Royston v. State Farm Mutual Automobile Insurance

344 N.W.2d 14 | Mich. Ct. App. | 1983

130 Mich. App. 602 (1983)
344 N.W.2d 14

ROYSTON
v.
STATE FARM MUTUAL AUTOMOBILE INSURANCE COMPANY

Docket No. 61404.

Michigan Court of Appeals.

Decided November 22, 1983.

Sablich, Ryan, Bobay & Pollok, P.C. (by Thomas P. Bobay), for plaintiff.

Willingham, Cote, Hanslovsky, Griffith & Foresman, P.C. (by John A. Yeager), for defendant.

Before: M.J. KELLY, P.J., and R.B. BURNS and R.A. BENSON,[*] JJ.

PER CURIAM.

Plaintiff appeals as of right from an order entered in the Ingham County Circuit Court granting defendant summary judgment pursuant to GCR 1963, 117.2(3) and holding that plaintiff was not entitled to no-fault benefits for the injuries he sustained. Plaintiff now appeals as of right.

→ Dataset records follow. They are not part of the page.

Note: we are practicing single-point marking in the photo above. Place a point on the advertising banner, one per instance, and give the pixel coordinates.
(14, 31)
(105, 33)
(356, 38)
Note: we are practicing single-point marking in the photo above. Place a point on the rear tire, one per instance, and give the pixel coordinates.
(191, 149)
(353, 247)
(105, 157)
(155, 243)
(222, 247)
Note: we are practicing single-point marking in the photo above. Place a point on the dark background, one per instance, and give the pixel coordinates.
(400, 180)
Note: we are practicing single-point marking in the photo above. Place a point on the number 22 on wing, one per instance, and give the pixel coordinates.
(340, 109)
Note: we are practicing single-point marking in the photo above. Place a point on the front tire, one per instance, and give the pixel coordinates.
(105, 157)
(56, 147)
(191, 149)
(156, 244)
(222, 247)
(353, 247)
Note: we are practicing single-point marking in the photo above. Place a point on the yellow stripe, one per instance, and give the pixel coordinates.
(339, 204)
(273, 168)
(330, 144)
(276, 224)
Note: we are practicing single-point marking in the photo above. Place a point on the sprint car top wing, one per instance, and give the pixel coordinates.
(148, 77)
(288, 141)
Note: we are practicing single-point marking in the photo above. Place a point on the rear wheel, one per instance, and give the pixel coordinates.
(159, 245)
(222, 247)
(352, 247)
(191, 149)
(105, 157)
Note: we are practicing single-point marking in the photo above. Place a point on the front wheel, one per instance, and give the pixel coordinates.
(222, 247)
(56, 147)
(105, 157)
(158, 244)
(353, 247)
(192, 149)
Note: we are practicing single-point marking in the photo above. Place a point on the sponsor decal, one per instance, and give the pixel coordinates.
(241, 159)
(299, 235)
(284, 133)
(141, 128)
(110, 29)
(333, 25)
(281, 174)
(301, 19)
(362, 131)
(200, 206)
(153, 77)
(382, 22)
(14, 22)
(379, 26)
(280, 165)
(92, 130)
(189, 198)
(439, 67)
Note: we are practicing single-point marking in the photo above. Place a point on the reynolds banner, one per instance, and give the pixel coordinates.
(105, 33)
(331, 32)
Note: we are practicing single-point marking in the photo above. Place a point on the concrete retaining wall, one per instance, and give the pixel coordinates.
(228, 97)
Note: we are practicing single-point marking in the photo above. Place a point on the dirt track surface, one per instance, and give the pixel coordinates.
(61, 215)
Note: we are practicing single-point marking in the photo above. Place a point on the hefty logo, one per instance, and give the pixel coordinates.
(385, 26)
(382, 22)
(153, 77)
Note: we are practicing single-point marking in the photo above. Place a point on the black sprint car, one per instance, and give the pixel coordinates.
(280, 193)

On November 25, 1979, plaintiff and his brother-in-law drove a semi-trailer truck to Wexford County to be used to haul Christmas trees. Piles of trees were loaded onto the truck through the use of a bale elevator, commonly used in farming operations for elevating hay. Approximately 2,000 trees constituted a full truckload. The elevator was not permanently affixed to the truck but, rather, was manually moved from pile to pile.

*604 The accident occurred after plaintiff had alighted from the truck to help move the elevator to another pile of trees. The truck's motor was running at this time, although the truck was not moving. Plaintiff walked to the rear of the truck and touched the elevator when the elevator frame collapsed and fell on plaintiff, causing him to suffer serious injuries to his ankle, chest, neck, and back.

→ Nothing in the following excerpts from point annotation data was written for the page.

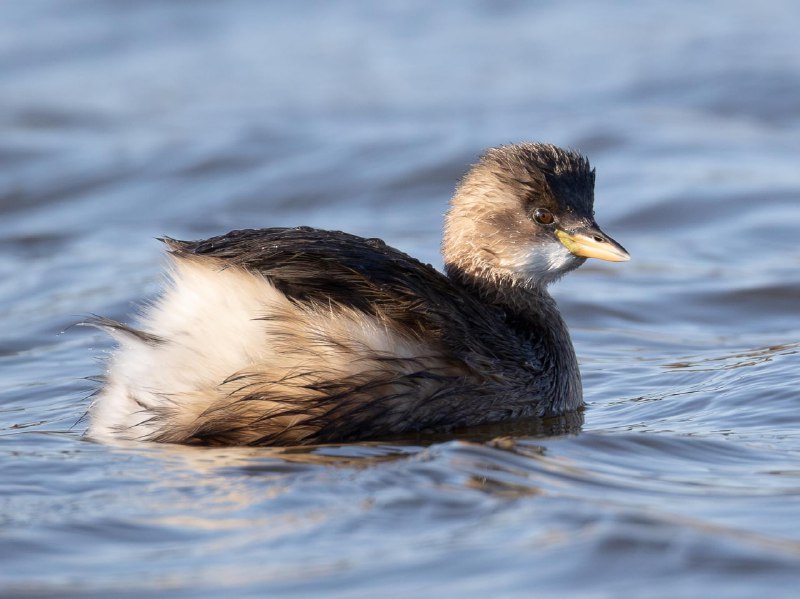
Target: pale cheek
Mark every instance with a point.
(543, 261)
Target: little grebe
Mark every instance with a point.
(300, 336)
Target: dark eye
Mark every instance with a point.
(543, 216)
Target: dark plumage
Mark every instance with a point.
(290, 336)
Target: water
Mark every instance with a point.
(123, 121)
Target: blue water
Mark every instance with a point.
(124, 121)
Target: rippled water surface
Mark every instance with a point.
(123, 121)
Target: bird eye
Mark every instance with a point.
(543, 216)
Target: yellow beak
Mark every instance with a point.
(591, 242)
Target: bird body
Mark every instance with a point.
(298, 335)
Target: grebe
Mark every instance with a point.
(291, 336)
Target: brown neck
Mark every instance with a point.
(532, 313)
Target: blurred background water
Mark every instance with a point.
(122, 121)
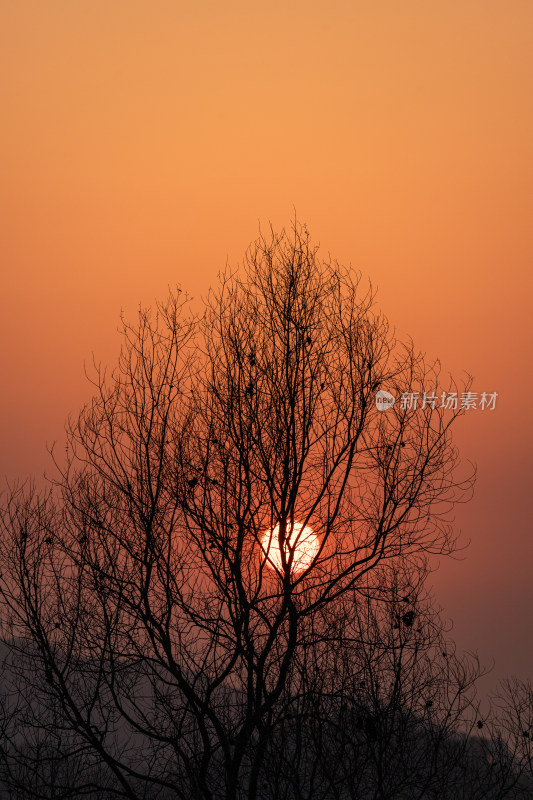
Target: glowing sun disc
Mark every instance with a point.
(302, 542)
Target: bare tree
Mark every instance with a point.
(230, 495)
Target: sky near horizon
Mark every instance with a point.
(143, 143)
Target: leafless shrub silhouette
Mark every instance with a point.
(139, 591)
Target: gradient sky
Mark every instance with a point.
(142, 143)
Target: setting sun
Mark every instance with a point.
(302, 543)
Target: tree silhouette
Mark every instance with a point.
(230, 503)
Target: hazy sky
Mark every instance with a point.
(142, 143)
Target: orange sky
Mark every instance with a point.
(143, 142)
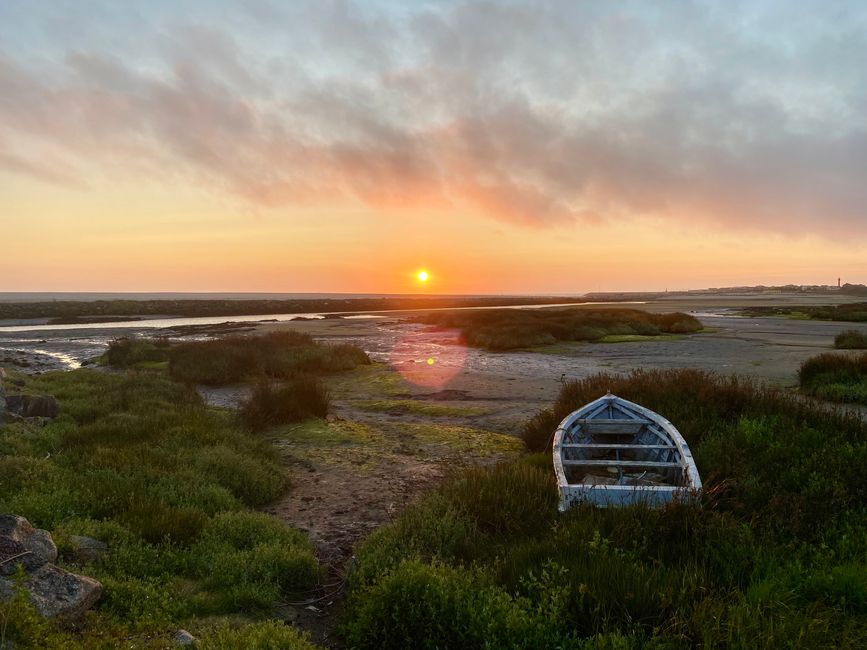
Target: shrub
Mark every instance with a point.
(255, 560)
(267, 635)
(850, 340)
(297, 399)
(433, 606)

Plaintiff asserts that, although the truck was parked at the time he was injured, he is entitled to no-fault benefits pursuant to MCL 500.3106(1), subds (b) and (c); MSA 24.13106(1), subds (b) and (c).[1] The relevant provisions state:

"(1) Accidental bodily injury does not arise out of the ownership, operation, maintenance, or use of a parked vehicle as a motor vehicle unless any of the following occur:

* * *

"(b) Except as provided in subsection (2), the injury was a direct result of physical contact with the equipment permanently mounted on the vehicle, while the equipment was being operated or used or property being lifted onto or lowered from the vehicle in the loading or unloading process.

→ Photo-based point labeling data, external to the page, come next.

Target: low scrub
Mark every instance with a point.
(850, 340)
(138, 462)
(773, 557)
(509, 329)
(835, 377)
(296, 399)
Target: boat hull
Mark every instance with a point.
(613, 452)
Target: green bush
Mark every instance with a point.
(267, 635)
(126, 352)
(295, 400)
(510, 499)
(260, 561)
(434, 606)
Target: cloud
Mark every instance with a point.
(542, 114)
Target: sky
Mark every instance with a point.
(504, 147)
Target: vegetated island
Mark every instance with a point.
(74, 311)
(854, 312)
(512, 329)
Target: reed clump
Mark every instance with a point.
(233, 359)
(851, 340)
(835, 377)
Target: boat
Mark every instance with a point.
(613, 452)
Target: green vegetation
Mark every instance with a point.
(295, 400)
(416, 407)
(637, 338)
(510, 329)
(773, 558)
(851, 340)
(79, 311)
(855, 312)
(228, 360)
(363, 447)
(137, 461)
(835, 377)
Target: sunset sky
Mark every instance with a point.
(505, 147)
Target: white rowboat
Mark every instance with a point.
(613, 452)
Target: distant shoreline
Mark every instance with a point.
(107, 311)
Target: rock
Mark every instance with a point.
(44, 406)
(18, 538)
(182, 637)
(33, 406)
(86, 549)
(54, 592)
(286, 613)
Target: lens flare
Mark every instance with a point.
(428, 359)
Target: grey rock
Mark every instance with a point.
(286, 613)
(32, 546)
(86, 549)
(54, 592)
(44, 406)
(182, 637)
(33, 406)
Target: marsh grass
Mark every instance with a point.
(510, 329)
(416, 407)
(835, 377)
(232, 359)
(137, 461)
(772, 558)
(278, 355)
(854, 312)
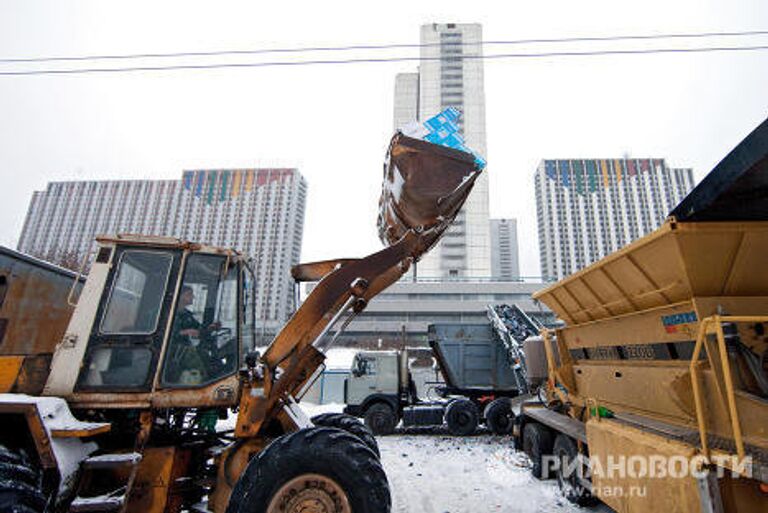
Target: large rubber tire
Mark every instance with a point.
(380, 418)
(462, 417)
(349, 424)
(538, 441)
(20, 484)
(321, 468)
(499, 416)
(570, 486)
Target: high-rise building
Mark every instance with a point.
(258, 211)
(451, 75)
(505, 265)
(588, 208)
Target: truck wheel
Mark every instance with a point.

"(c) Except as provided in subsection (2) for an injury sustained in the course of employment while loading, unloading, or doing mechanical work on a vehicle, the injury was sustained by a person while occupying, entering into, or alighting from the vehicle."

In Miller v Auto-Owners Ins Co, 411 Mich. 633, *605 641; 309 NW2d 544 (1981), the Supreme Court noted the inappropriateness of compensating non-vehicular injuries within the no-fault system which is designed to compensate injuries involving motor vehicles as motor vehicles. The Court in Miller further explained the purposes underlying the two exceptions relied upon by plaintiff to the general rule of noncompensability where the injuries arise out of involvement with a parked vehicle:

"Section 3106(b) recognizes that some parked vehicles may still be operated as motor vehicles, creating a risk of injury from such use as a vehicle. Thus a parked delivery truck may cause injury in the course of raising or lowering its lift or the door of a parked car, when opened into traffic, may cause an accident. Accidents of this type involve the vehicle as a motor vehicle.

"Section 3106(c) provides an exception for injuries sustained while occupying, entering or alighting from a vehicle, and represents a judgment that the nexus between the activity resulting in injury and the use of the vehicle as a motor vehicle is sufficiently close to justify including the cost of coverage in the no-fault system of compensating motor vehicle accidents." Miller, p 640.

We now turn to the merits of this case, mindful of the principles set forth in Miller.

We first address plaintiff's argument that he is entitled to compensation pursuant to MCL 500.3106(1)(b); MSA 24.13106(1)(b).[2] The undisputed facts in this case reveal that plaintiff's injuries *606 were actually caused when the bale elevator collapsed and that this elevator was not "permanently mounted" to plaintiff's truck. Indeed, the bale elevator was never really mounted to the truck. Instead it was independently moved on its wheels to the rear of the truck where the top of the elevator was placed to touch the top of the truck.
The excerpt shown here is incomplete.